The Triumvirate finally ended because Pompey decided that he could audition his support with Caesar's enemies in order to strengthen his own position. Cicéron had perfectly understood that Pompey acted this way because he could not stand the idea that Caesar would become his equal on the political stage thanks to the prestige of his gallic conquests and his popularis stance. Pompey miscalculated and pushed Caesar in a corner, committing this way the same mistake ad Marius committed against Sulla when he had Sulpicius Rufus deprive him of his asian proconsulate.
Caesar was really ready to negotiate and to compromise but he would never accept humiliation and political extinction. That was the cause of the civil war : the declining First man in Rome (Marius in 88, Pompey in 50) who outs a terrible mess and provokes a chaîne reaction because he miscalculates in order to retain the lead on the political stage.

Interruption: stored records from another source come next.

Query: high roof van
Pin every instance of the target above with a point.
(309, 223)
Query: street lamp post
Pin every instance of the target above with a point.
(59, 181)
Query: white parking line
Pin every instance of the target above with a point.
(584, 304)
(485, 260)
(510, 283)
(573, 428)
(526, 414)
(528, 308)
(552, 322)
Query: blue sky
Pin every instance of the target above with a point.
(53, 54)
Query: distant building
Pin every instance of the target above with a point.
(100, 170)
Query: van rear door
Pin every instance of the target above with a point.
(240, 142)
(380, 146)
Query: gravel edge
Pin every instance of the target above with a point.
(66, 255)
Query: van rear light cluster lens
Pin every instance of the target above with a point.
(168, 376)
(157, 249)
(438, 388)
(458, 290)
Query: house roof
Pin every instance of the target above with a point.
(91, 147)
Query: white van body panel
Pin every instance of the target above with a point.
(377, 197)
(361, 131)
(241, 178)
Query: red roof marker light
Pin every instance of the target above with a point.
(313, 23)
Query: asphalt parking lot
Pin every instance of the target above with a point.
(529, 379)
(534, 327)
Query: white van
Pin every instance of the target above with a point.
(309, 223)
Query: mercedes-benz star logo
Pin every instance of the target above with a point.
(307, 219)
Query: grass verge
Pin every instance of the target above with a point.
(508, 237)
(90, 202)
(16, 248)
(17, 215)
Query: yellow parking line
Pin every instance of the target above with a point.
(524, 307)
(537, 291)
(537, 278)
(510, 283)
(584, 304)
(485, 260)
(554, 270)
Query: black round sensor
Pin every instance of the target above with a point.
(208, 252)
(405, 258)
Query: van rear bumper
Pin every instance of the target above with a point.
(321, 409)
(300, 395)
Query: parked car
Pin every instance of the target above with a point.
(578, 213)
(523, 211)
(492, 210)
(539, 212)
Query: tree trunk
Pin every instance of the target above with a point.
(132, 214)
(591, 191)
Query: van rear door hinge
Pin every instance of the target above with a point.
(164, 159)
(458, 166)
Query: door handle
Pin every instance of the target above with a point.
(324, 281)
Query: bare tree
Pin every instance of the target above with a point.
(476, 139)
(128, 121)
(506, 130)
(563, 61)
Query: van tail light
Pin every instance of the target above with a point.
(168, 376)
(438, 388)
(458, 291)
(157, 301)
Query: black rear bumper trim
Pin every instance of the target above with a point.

Now, if Julia had lived and her son lived, It would not have prevented a breach with Caesar, nor maybe even the civil war.

The son of Pompey and Julia's destiny was probably to be adopted by his material grandfather. Pompey already had 2 adult and healthy sons by Mucia : he did not need a third son keeping his name.

But It would certainly dramatically change the world's fate because Caesar would never have adopted Octavian if he had had an adoptive son, his real grandson, bearing the name of Gaius Julius Caesar.

Hindsight is very deceptive. However intelligent Octavian was as a teenager, nobody, absolutely nobody (including Caesar) could guess how extraordinary was his potential, nor how he would reach an extraordinary position of power. The young man had a poor health. He even was literally a coward and a military non-entity. There were other brilliant teenagers in the roman nobility.

Besides, I have already explained (based on several historians among whom Luciano Canfora) on this forum that Octavian certainly was a temporary heir, and not the first one.

Caesar's first known heir was Pompey from 59 to 49/48 (cf. Caesar's will which he made public during the civil War.

Then, Caesar's secret heir probably was his cousin Sextus Julius Caesar, the grand son of the consulship of 91 who was Caesar's uncle. This Sextus Julius Caesar was born around 78 and he was murdered in 46 in Syria where he was the caesarian Governors. And guess what, 46 is precisely the date when Octavian appears on the political stage.
Augustan propaganda has tarnished his memory probably because Octavian had to destry the idea that there could have been another heir and that he was not predestined by the Gods to rule the roman empire.